Wikipedia says “The social network is a theoretical construct useful in the social sciences to study relationships between individuals, groups, organizations, or even entire societies.” It recently occurred to me that the wide distribution of the Blind Man and the Loon story across Greenland and North America represents a late prehistoric and early historic social network, probably one of the first ever documented. All of the Native communities where the story is now found are nodes on that network, and interactions between individual storytellers are its strands. This ancient folk tale and others like it stand as remarkable precursors to Facebook and Twitter, sharing values and beliefs across time and space.
Sunday, August 11, 2013
Through more persistent Googling, I came across four more art works, all miniature sculptures, by Canadian Inuits, that should be added to Chapter 5 in the book.

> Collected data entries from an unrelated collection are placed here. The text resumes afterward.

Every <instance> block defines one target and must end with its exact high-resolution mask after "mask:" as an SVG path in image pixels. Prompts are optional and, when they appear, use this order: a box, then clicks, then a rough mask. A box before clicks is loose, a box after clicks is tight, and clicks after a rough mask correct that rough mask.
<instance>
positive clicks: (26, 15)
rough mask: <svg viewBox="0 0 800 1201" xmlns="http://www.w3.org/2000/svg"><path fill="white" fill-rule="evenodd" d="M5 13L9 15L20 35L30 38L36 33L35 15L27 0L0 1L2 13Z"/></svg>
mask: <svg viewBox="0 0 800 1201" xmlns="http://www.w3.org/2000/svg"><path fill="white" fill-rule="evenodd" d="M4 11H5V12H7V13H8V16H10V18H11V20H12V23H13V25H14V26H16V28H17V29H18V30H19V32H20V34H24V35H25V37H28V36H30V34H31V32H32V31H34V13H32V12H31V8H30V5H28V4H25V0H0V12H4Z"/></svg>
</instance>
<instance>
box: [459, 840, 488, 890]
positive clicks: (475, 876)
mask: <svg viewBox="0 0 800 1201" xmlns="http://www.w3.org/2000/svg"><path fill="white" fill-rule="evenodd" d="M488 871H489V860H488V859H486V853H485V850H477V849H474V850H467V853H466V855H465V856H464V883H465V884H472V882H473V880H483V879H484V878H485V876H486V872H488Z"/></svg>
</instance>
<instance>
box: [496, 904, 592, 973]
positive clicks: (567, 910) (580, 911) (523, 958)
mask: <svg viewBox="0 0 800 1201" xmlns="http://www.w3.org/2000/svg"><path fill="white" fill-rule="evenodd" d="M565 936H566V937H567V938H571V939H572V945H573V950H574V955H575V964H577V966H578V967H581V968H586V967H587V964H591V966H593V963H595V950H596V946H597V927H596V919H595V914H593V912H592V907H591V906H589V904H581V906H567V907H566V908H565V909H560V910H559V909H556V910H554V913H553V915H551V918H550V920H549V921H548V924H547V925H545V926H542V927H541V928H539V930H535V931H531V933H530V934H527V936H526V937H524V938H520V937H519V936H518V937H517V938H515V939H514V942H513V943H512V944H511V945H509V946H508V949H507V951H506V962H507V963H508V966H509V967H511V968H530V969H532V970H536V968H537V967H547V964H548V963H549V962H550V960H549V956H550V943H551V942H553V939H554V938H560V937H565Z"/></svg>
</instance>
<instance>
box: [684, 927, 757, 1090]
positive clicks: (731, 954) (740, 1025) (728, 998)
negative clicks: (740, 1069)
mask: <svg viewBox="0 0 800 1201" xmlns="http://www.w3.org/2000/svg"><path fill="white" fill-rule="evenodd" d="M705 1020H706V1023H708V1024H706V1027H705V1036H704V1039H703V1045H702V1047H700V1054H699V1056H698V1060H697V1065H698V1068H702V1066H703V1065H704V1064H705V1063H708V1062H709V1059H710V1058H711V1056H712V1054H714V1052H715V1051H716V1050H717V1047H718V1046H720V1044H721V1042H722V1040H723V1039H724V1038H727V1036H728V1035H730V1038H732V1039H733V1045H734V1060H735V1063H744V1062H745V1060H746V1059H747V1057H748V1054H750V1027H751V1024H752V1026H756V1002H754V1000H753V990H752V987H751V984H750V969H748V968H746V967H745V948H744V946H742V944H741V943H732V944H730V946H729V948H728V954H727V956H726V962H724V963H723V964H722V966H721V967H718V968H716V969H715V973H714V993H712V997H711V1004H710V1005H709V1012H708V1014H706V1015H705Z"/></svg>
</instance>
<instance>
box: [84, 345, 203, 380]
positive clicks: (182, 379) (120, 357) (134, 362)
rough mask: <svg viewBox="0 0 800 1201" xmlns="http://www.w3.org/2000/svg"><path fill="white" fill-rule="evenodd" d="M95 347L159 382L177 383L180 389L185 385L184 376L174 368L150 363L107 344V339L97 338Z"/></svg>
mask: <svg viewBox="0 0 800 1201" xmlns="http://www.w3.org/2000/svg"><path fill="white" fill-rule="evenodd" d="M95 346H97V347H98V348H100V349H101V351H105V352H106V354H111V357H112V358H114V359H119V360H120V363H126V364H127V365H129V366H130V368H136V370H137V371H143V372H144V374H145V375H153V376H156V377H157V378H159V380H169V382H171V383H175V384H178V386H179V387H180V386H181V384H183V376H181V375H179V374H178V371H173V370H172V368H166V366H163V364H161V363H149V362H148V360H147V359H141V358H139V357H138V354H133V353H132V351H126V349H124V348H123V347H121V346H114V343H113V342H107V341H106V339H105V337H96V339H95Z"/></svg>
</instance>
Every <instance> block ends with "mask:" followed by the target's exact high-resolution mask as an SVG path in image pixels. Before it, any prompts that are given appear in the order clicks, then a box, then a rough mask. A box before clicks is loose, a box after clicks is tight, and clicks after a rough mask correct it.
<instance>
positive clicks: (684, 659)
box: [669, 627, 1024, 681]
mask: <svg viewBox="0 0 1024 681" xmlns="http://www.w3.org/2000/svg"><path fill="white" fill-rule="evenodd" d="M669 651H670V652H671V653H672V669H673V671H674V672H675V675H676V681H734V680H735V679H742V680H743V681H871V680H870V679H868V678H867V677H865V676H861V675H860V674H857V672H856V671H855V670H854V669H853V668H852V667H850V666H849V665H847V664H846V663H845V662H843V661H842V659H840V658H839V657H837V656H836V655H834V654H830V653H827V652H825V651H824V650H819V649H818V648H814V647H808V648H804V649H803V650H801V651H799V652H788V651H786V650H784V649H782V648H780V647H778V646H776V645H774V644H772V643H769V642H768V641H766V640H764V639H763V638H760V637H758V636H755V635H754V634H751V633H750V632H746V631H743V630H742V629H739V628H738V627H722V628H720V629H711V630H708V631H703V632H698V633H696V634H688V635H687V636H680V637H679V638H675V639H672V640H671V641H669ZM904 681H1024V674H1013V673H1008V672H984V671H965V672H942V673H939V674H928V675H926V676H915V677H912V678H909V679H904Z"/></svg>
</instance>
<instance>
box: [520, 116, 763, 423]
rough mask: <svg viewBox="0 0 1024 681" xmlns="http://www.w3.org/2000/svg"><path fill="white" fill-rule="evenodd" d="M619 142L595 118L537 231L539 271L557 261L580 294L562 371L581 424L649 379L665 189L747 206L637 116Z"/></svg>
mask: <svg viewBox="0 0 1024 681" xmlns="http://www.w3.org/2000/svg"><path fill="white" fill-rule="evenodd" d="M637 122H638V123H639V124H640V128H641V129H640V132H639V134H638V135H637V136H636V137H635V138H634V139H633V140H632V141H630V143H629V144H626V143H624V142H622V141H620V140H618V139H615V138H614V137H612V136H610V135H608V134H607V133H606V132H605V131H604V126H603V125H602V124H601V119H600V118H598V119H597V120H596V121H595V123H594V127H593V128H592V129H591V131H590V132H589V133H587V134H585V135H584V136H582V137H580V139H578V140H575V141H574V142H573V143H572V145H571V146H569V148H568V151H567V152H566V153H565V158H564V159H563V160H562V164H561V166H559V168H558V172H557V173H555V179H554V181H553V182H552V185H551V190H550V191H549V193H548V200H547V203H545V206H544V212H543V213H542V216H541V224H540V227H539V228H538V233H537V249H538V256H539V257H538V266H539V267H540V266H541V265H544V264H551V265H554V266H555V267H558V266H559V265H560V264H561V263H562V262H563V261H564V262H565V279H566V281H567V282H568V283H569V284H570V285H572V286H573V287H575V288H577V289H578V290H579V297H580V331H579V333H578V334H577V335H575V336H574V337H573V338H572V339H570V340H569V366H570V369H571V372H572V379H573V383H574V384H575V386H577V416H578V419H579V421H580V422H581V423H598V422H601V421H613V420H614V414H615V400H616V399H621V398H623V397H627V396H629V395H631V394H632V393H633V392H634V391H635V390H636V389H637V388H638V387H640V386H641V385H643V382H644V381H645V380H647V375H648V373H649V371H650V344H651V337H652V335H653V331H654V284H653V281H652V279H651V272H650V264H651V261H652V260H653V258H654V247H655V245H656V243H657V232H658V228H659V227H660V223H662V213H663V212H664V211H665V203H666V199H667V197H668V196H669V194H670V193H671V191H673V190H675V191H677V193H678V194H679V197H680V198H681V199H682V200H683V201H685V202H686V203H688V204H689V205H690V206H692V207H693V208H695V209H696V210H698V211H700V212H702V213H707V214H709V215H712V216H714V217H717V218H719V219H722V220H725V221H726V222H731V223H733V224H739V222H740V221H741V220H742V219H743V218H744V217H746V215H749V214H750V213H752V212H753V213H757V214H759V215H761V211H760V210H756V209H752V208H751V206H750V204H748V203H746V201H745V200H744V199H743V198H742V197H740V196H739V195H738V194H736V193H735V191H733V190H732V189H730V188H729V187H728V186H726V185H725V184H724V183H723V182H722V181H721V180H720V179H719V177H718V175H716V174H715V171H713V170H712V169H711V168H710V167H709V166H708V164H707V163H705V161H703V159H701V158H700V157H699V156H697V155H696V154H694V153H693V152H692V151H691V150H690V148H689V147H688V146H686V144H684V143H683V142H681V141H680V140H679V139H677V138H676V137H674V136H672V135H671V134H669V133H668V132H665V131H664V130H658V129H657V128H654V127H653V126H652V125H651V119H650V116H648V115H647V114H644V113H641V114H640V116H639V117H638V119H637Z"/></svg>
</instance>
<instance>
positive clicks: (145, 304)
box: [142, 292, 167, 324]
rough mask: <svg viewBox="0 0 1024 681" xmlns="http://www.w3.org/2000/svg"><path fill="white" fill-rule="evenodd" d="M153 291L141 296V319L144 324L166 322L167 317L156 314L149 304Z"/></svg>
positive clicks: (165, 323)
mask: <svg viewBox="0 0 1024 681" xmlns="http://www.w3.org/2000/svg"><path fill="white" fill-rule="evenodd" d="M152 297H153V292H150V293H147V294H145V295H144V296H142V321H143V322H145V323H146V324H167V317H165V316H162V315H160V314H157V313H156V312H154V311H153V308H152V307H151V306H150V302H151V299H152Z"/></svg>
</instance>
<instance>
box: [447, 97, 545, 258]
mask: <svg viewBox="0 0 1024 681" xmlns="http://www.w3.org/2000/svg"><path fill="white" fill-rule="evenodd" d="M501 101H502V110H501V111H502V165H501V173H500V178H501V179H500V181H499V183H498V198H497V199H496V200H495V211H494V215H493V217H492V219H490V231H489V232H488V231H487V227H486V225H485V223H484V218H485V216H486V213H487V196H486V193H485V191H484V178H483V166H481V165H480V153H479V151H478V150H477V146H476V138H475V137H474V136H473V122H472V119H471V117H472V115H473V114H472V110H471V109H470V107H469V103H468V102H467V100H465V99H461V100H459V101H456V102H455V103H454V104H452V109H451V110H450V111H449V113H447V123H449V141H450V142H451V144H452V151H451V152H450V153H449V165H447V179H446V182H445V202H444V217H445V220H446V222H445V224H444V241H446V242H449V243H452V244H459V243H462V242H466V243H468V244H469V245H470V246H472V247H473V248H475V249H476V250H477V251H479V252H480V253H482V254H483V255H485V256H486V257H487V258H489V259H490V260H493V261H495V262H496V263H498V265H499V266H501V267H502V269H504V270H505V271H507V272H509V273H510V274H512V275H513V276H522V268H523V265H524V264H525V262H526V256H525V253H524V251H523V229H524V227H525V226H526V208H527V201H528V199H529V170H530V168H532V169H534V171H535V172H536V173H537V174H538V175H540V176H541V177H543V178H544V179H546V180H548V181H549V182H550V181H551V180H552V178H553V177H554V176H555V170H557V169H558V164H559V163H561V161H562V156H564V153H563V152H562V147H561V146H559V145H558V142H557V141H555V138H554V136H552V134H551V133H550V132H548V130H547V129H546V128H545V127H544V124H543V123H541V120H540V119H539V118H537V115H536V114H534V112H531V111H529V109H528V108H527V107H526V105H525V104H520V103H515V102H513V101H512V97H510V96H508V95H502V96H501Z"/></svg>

For starters, you can find a miniature brown streaked light grey-stone sculpture by Bob Barnabus of Ikpiarjuk (Arctic Bay), created in 1993-1994, and entitled “Lumak (Scene from the Legend of the Blind Boy and the Loon)” at the following link:
The second and third works are Mattiusi Iyaituk’s “Legend of Lumaaq” (from the late 1980s) and also his “Lumaaq and Her Adopted Whale Baby” (n.d.). Both are abstract pieces made from stone with wood and/or ivory inserts. Iyaituk, born in 1950, is a Nunavik Eskimo artist from the community of Ivujivik. The two pieces may be viewed by clicking on the following links:
Wednesday, June 26, 2013
More exciting news! While attending the Dene Languages Conference in Calgary this month, I made a short announcement about my research and book and learned about three more storytellers who actively tell the tale of the Blind Man and the Loon. One lives in Tetlin, Alaska (where it was recently collected in the Upper Tanana language by linguist Olga Lovick), a second is told in Dene Sųłiné (Chipewyan) in Cold Lake, Alberta, and the third is told by a woman in Dakelh (Carrier) or Sekani in Fort St. James, B.C. Perhaps these texts or audio recordings will emerge soon, so they may be shared. The recent Dakelh or Sekani variant shows that the tale has been circulating in the Fort St. James area for at least 121 years! It was first collected there at Stuart Lake by Father A.G. Morice in 1892.
Tuesday, June 25, 2013
May 9, 2013
Kenneth and Caroline Frank say that the name of the water bugs given to the blind man by his wife, chehtsi’, is a common metaphor used for someone who is always slow. In the BM&L story the wife goes down to the lake to fetch him a cup of water and is gone for a very long time. Kenneth and Caroline think that the metaphor for someone who is “slow” may have entered the Gwich’in language through this story. See in the book, Maggie Gilbert’s text, lines 137-155, p. 75 and p. 81.
Wednesday, May 22, 2013
May 7, 2013
It occurred to me the other night that the tragedy of the story may have been precipitated by the breaking of a strong taboo. According to Kenneth Frank, for the Gwich’in it is very important that menstruating women avoid touching or walking over a man’s hunting tools. This includes his knife, his gun, his scapula, and other implements used for hunting. If this taboo is broken, it is believed that the hunter will lose his luck and the family will starve. Robert McKennan lists many taboos for menstruating married Gwich’in women, including one which called for avoiding “any contact with hunting or fishing” (1965:58, also 85). This taboo is also widespread among other northern Dene groups, including the Eyak (see Abel 199:21; Perry 1991:209-228)..
In the story, the blind man’s wife helps hold his bow and helps him aim his arrow at the bear, moose, caribou, or buffalo. In some variants, as in that of Maggie Gilbert’s, told in Gwich’in, the wife even goes over and picks up her husband’s arrows after she abandons him (see lines 116-121 on p. 74 and p. 80). In doing so she breaks a cardinal rule that Dene listeners immediately recognize in the telling of the story. At the same time she did it with his full consent. Yet this is something that escapes the non-Native reader entirely. This single detail underscores the importance of knowing the ethnographic context of the tale when trying to understand what exactly went wrong. Of course the flip side of the dilemma is that the wife had to aim the blind man’s bow and arrow for him or they probably would have starved anyway.
Kerry Abel, Drum Songs: Glimpses of Dene History. Montreal and Kingston: McGill-Queen’s University Press, 1993.
Robert McKennan, The Chandalar Kutchin. Montreal: Arctic Institute of North America, 1965.
Richard J. Perry, Western Apache Heritage: People of the Mountain Corridor. Austin: University of Texas Press, 1991.